Been trying to answer this problem for hours. Here is the text of the problem:
Let $W$ be the solid bounded by the paraboloid $x = y^2 + z^2$ and the plane $x = 4$. Let $F = 5x\hat{i} + y\hat{j} + z\hat{k}$
(a) Let $S_1$ be the surface of the paraboloid oriented in the negative $x$ direction. Find the flux of the vector field through the surface $S_1$.
I am stuck with the integral over the paraboloid of $y^2 + z^2 – y – z$. If that is right, my problem is in trying to write a double integral of that in cylindrical coordinates. Can anybody help me?
Best Answer
Maybe I can take you part way.
You'll need the normal unit vector to the surface, which is found through the gradient.

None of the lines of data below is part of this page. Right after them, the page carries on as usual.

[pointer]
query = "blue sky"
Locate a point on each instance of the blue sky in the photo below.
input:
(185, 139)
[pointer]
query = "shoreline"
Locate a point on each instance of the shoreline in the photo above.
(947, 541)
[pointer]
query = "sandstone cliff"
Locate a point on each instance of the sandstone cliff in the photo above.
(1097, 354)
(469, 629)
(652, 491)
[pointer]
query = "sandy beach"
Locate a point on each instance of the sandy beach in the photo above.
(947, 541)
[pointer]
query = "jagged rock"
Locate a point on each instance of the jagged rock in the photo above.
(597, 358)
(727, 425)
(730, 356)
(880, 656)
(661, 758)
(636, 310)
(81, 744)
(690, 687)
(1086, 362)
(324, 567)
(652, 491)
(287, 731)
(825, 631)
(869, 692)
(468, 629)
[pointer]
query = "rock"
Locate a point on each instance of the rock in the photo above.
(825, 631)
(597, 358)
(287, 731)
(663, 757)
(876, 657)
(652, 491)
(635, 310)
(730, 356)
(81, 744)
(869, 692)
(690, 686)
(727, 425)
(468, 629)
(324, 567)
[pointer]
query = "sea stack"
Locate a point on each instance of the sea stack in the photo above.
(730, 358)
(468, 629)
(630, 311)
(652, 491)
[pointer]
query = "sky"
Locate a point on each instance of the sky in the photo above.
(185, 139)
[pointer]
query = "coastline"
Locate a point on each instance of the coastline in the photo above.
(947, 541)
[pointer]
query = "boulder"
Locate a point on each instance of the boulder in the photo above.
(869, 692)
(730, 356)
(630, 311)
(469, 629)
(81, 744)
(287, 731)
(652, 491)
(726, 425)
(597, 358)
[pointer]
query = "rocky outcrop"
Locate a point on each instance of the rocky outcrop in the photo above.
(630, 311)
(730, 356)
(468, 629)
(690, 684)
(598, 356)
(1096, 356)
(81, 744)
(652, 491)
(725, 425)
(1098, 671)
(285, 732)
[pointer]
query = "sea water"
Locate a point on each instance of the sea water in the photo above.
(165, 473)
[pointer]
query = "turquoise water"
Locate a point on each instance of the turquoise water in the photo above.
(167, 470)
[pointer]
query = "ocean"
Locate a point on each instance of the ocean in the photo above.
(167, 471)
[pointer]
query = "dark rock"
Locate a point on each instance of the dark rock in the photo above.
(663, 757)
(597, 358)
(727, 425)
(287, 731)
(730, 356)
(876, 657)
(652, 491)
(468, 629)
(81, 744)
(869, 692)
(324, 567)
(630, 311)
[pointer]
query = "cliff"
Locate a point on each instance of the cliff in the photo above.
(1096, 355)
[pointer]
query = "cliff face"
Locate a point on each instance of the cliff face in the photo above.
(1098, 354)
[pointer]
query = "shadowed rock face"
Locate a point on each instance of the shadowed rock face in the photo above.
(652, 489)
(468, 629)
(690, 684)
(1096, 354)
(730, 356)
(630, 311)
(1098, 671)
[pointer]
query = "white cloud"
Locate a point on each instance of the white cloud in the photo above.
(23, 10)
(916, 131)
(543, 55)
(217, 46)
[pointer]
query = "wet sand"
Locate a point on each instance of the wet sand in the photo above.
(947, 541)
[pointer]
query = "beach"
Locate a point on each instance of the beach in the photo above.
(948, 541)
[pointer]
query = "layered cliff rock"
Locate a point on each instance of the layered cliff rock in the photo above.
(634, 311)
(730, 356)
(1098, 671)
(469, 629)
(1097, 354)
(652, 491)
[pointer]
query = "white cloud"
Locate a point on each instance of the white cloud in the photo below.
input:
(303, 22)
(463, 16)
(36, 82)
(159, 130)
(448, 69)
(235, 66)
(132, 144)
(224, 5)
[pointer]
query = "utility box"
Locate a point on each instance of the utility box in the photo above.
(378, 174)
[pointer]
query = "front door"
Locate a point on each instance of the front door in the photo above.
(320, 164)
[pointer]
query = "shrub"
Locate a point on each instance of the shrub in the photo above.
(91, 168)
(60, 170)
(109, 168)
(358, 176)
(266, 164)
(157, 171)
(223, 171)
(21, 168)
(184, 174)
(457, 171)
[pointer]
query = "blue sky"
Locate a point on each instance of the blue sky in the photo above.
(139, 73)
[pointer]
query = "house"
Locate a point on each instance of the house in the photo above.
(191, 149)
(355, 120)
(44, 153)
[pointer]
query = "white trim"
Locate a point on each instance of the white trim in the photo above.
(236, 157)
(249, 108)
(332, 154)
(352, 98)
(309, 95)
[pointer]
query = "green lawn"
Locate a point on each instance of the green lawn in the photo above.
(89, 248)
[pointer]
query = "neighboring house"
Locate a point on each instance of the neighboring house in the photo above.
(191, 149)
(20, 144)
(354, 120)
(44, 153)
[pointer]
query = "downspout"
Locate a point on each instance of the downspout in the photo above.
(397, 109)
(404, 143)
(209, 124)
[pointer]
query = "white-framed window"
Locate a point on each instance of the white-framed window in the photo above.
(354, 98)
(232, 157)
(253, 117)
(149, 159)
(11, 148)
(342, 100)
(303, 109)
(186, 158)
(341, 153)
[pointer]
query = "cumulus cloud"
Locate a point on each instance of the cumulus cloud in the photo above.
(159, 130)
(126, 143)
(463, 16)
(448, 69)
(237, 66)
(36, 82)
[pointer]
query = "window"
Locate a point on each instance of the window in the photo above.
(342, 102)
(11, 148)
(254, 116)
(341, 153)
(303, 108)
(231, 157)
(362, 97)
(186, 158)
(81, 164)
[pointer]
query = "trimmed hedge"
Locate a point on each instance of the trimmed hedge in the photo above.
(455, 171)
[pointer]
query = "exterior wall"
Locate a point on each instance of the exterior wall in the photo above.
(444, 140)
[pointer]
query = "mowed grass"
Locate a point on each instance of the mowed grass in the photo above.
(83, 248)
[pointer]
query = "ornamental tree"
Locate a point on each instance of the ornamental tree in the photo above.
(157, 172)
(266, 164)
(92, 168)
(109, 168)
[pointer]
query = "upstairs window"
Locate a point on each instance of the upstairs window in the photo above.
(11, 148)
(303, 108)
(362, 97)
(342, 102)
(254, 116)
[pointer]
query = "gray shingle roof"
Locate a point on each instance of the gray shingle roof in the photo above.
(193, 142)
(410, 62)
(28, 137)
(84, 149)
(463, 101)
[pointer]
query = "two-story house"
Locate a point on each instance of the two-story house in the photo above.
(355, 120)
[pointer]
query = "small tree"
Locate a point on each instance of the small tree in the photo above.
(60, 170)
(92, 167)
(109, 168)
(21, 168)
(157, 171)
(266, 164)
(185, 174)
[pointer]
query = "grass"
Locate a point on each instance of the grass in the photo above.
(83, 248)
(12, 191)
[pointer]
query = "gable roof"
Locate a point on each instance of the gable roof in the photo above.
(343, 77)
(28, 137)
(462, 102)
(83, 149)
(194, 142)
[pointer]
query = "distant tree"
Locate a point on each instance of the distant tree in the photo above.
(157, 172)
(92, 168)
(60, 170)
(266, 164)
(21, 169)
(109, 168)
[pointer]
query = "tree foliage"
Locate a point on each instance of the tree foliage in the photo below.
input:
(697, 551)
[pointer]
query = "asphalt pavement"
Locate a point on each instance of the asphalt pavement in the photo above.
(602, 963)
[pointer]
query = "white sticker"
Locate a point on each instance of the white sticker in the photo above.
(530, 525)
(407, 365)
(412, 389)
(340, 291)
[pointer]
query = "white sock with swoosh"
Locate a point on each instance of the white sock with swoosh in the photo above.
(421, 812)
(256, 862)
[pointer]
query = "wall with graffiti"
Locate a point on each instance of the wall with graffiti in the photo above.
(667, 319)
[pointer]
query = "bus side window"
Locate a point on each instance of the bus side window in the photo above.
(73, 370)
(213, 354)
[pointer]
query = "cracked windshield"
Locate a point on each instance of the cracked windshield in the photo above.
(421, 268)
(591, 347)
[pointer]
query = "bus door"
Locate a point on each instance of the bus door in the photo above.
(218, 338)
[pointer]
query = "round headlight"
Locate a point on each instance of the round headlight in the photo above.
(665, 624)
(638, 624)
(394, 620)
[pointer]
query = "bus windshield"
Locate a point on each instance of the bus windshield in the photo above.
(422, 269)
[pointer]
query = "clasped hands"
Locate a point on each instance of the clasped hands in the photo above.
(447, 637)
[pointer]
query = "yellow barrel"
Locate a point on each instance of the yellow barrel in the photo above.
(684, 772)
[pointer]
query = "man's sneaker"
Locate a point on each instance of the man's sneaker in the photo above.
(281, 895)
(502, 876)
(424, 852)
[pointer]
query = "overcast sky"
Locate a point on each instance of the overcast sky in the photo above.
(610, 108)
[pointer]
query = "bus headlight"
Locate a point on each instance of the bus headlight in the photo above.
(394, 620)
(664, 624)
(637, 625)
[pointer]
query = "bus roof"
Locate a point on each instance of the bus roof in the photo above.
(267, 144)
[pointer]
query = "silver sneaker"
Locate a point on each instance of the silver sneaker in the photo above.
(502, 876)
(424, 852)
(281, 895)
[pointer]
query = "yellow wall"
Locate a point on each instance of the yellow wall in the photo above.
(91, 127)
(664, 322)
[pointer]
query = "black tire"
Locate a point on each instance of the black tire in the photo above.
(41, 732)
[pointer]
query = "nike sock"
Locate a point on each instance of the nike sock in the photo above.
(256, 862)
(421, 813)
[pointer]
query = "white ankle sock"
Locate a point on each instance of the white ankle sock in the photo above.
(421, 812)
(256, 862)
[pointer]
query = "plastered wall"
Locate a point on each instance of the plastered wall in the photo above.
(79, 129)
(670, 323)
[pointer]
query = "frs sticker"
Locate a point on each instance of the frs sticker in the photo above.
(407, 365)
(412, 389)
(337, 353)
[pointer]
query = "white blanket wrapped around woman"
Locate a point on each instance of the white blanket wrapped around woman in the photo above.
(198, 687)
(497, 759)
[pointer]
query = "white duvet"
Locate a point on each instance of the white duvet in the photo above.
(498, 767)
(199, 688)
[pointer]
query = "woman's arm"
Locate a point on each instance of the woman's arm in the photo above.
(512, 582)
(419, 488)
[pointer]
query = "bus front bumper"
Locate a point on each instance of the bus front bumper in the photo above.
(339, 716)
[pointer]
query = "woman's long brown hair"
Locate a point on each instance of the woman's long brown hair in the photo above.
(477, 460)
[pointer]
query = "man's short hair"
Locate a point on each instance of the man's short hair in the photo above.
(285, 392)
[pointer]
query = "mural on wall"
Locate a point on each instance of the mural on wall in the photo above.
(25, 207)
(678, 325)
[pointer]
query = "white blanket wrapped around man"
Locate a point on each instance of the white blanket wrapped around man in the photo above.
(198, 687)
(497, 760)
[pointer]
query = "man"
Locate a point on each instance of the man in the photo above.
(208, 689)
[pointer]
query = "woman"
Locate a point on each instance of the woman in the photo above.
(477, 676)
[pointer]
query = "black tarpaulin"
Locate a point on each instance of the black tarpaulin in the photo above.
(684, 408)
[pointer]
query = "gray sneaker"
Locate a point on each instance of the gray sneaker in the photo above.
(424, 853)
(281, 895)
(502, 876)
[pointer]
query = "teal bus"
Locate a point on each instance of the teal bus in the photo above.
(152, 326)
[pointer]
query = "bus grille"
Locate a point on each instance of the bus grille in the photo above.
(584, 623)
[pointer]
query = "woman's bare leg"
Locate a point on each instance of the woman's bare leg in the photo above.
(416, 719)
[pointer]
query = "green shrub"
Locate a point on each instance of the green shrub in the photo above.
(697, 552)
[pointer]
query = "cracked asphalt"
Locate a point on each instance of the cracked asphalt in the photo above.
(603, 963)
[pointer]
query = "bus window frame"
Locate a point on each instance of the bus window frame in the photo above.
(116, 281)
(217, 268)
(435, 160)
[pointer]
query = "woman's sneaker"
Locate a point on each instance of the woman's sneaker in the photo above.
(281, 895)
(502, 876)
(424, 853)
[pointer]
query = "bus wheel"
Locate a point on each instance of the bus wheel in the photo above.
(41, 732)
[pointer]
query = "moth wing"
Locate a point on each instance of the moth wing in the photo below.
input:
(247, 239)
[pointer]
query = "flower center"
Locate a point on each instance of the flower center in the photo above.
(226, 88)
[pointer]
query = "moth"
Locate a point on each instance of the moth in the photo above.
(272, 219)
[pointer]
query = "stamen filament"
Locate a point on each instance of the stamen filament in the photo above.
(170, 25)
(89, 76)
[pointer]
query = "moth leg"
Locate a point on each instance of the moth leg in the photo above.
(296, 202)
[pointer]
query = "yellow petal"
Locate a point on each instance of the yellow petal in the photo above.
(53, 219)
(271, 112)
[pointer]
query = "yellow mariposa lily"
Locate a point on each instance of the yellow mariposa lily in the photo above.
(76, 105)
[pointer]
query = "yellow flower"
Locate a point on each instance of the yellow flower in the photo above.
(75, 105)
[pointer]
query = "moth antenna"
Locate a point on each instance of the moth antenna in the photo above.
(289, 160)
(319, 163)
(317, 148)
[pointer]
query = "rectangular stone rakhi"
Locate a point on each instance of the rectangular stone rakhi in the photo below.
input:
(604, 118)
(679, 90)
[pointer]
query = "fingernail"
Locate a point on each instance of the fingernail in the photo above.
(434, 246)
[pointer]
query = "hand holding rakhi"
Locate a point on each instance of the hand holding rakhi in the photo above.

If $g(x, y, z) = y^2 + z^2 - x = 0$, then
$$\hat{n}(x, y, z) = \frac{\vec\nabla g(x, y, z)}{|\vec\nabla g(x, y, z)|} = \frac{-\hat{x} + 2y \hat{y} + 2z \hat{z}}{\sqrt{1+4y^2+4z^2}}.$$
Then the flux density is
$$\hat{n}\centerdot \vec{F} = \frac{-5x + 2y^2 + 2z^2}{\sqrt{1+4y^2+4z^2}}.$$
From here, you might notice that this is in terms of $y^2 + z^2 = r^2$ which is the distance from the $x$ axis:
$$\hat{n}\centerdot \vec{F} = \frac{-5x + 2r^2}{\sqrt{1+4r^2}}.$$